In Brazil, another particularity that active surveillance is very difficult for us. Our culture, most of the patients don't want to stay with cancer. The word cancer is to have, for most of the patients, families say no I have to treat brother. You have to treat friends, you have to treat... Most of these patients come to us to do the surgery. When you suggest active surveillance, you have to spend one hour more to try to convince this patient to do active surveillance. And most of that, no. I'd like a treatment. Most of the case, they go through radical prostatectomy. But for me, I offer HIFU earlier, before I offer prostatectomy for these patients. Some studies show that we can delay the progression and avoid radical treatment in this population also.

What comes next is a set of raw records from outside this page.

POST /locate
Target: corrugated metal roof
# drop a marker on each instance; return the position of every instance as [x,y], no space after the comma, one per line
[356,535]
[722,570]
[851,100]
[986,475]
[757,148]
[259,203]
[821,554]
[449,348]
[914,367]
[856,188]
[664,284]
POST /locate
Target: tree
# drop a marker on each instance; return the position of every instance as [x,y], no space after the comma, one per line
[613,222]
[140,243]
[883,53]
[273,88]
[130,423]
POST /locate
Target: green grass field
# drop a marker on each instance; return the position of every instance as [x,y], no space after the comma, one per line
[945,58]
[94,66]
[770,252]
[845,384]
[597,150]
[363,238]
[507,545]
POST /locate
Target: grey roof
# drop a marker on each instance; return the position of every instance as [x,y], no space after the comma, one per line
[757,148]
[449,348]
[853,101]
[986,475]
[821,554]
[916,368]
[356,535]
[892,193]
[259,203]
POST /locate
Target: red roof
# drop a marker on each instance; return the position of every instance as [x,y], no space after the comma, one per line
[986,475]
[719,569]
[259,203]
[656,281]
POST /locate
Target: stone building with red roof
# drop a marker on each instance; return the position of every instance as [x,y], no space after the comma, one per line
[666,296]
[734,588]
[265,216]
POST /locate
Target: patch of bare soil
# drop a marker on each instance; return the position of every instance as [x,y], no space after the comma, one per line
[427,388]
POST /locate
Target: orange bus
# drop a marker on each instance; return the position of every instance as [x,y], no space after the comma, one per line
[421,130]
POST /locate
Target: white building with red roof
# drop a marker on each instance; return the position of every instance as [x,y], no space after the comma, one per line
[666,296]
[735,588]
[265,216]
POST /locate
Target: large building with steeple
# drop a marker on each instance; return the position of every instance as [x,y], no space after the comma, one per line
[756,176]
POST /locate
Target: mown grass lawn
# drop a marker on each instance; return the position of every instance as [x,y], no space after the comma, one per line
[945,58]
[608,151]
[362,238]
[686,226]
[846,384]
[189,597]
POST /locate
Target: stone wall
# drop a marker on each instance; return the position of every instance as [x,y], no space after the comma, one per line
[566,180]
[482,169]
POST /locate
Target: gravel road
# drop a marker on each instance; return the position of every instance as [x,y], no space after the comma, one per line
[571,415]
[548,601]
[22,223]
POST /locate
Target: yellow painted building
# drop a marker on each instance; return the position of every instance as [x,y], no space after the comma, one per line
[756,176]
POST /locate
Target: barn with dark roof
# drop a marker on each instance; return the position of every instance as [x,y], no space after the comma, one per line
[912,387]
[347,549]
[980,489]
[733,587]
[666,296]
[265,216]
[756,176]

Phillip Koo: So there clearly seems to be a niche where, especially here in Brazil, patients might be seeking this out. And I think with erectile dysfunction being such a concern, maybe that has helped driving some patients in that direction. So for MRI, how often are you following these patients with MR post-HIFU?
Arie Carneiro: Yeah. These patients... Before HIFU everyone has MRI and fusion biopsy, because you have to see what you want to treat. If you don't have a good exam, like a good MRI, good biopsy. You cannot do a focal treatment because you don't know if on the other side you have disease also. Every patient that I perform HIFU, after six months I repeat the MRI, and then try to repeat the biopsy to confirm the success of the treatment with control biopsy. But 40% of my patients has PSA less than one and MRI very good. They don't want to do the biopsy. So, "Oh, why I have to do, doctor. My PSA is less than one. My MRI is good." I need a research protocol, please. But most of them are not... Don't want to do that.
Phillip Koo: Maybe that's a protocol you could lead here in Brazil. That would be wonderful.
Arie Carneiro: Yeah.
Phillip Koo: Good. Well, thank you very much for your perspective. I think this is very enlightening, and I think there's a lot of opportunity here to explore these different areas. So thank you.
Arie Carneiro: Thank you so much. Good to see, good to be with you. Thank you so much.